建築・設計は絵(図面)をきれいにデザインできれば、それが全てのように受け取られがちですが、本来は設計の分野も建築の分野もその裾野は広いのです。住宅建築の設計は意匠(デザインプラン)、構造、設備、その他に最近は換気計画、熱量計算、気密断熱の詳細施工図、防水の詳細施工図など幅広く知識を必要とします。通常、雑誌などで見かける設計者、デザイナーと呼ばれる人は、ほとんどが意匠の設計者です。意匠の人は構造、防水などの細かいおさまりに弱く、構造の人は設備が弱い。設備の人は気密や断熱のことがよくわからないようです。
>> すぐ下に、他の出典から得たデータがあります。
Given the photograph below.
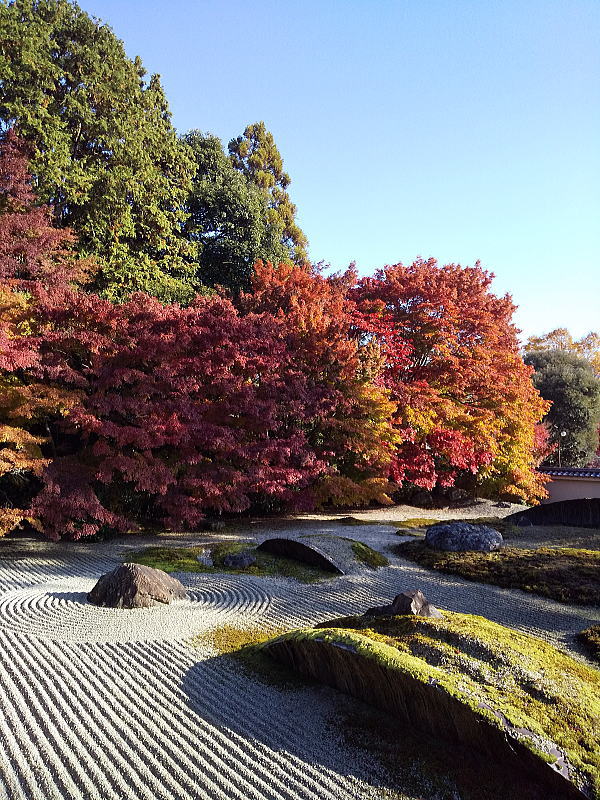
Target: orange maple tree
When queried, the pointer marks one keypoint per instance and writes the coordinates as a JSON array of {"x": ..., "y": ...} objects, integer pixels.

つまり、きれいなデザインを描けても実際の施工が人任せでは、責任を持った現場とはどんどんかけ離れてしまいます。例えば、一般論ですが設計事務所の設計した家は雨漏りが多いと言われています。外観の見栄えを良くしようとするために、軒を短くしているにもかかわらず、特別な防水を施そうともしないせいです。施工現場をよく知らないため、見栄えばかりにとらわれ、無理なデザインを要求しているのが原因です。鉄骨を使い、コンクリート打ちっぱなしの家なども平気でデザインします。防水の問題は棚上げにしたままなのです。雨漏りや結露などクレームが発生すると、施工する側に責任を押し付けがちですが、実際は設計段階で問題ありなのです。